May 7, 2006 -- Ouch. A firefighter instructor who fumbled with a needle device meant to treat victims of chemical warfare agents like sarin gas accidentally injected himself in front of his class. But the worst sting was the widespread ribbing that followed the embarrassing mishap.

Bob Fasano of Ladder Co. 150 in Queens, an instructor at the FDNY's medical-training facility at Fort Totten, was teaching a class of firefighters last month when he jabbed himself in the thumb with the Mark 1 automatic injector, officials said.

Paramedics rushed Fasano out in a folding chair attached to an oxygen tank. He was taken to New York Hospital in Queens, where he was treated and released.

"He had absolutely no effects whatsoever," said J.P. Martin, the FDNY's chief of EMS training.

Luckily, he said, the drug atropine - meant for nerve-agent poisoning - had expired and lost its potency.
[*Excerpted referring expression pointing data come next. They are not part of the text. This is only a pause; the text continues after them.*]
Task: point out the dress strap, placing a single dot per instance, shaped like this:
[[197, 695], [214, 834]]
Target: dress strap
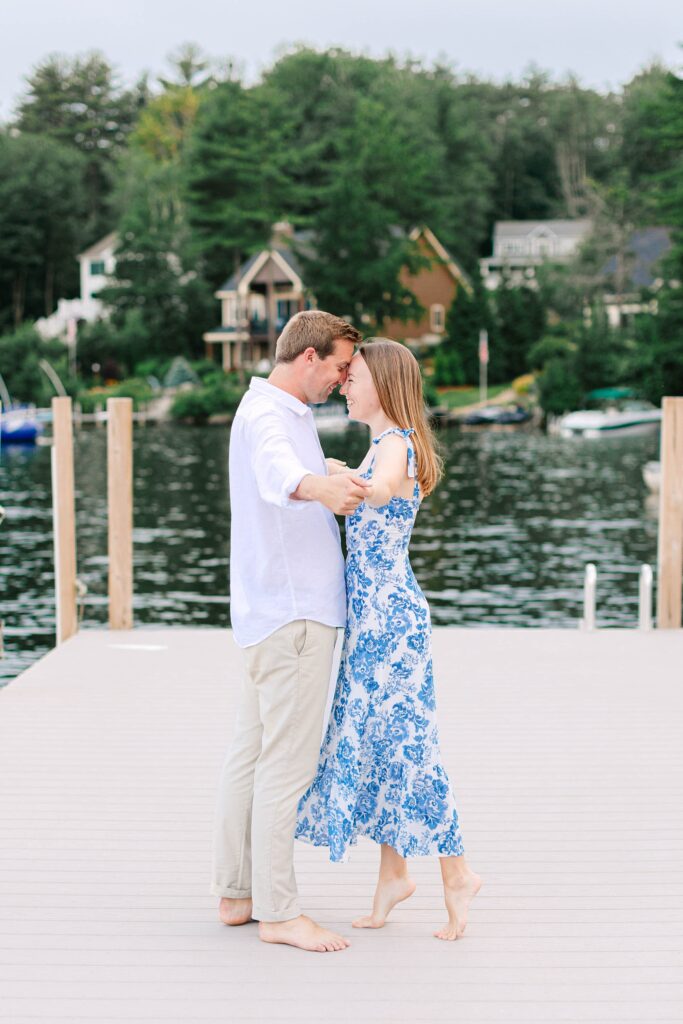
[[406, 433]]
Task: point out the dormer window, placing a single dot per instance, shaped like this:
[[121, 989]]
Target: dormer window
[[437, 317]]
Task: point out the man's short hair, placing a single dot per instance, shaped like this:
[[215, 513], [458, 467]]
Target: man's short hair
[[313, 329]]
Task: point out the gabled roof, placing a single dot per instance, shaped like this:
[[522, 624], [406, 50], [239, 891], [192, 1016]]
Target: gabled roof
[[109, 242], [450, 262], [250, 267], [561, 228], [304, 241]]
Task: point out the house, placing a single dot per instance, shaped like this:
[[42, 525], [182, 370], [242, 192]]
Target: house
[[256, 302], [259, 298], [636, 271], [434, 286], [521, 246], [97, 266]]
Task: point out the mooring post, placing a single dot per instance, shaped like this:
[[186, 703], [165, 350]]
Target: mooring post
[[645, 598], [590, 582], [120, 500], [670, 549], [63, 518]]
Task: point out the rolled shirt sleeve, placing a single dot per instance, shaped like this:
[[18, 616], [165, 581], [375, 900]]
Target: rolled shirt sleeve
[[276, 467]]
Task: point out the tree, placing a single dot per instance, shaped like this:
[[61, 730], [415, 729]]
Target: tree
[[374, 190], [469, 314], [233, 181], [158, 289], [41, 223], [520, 321], [20, 353], [79, 102]]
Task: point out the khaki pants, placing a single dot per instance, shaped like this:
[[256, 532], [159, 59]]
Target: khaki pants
[[270, 763]]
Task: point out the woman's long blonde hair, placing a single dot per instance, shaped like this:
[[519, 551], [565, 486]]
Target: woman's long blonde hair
[[398, 382]]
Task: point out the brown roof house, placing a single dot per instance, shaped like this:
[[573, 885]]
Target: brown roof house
[[434, 286], [261, 296]]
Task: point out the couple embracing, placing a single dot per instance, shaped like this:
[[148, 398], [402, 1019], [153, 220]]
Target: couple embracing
[[379, 771]]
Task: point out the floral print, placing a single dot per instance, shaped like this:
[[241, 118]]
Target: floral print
[[380, 772]]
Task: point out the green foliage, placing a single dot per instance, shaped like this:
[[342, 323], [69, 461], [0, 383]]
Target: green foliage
[[447, 367], [158, 288], [78, 102], [520, 320], [113, 346], [41, 212], [220, 397], [134, 388], [233, 177], [357, 152], [585, 356], [20, 352]]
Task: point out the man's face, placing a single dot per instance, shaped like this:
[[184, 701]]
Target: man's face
[[326, 374]]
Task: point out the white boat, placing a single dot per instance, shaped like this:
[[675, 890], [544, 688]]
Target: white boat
[[332, 417], [616, 413], [652, 475]]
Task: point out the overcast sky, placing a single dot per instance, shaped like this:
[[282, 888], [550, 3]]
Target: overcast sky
[[603, 41]]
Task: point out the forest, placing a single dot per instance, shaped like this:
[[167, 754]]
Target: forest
[[193, 167]]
Martin said Fasano was demonstrating the "auto-injector," which has a trigger that automatically inoculates a patient stricken by sarin or other chemical agents. Ambulances carry dozens of doses in case of a terrorist attack. But Fasano apparently held the device upside down, so the sharp end was pointed toward his thumb; when he touched the trigger, it stuck him, Martin said.

Others familiar with the incident disputed Martin's account, saying Fasano was teaching a class on patient assessment - not chemical warfare - and was just fiddling with an injector left in the room.

"He wasn't showing it to anybody - he was fooling around, and it went off," a source said.

Fasano, through an FDNY spokesman, declined to comment.

Some colleagues were quick to jab Fasano with jokes in a mock bulletin with his photo, a drawing of the injector, and fabricated comments on "auto-injector safety."

It says: "I can personally state that this product works," and "I give it one thumb up!"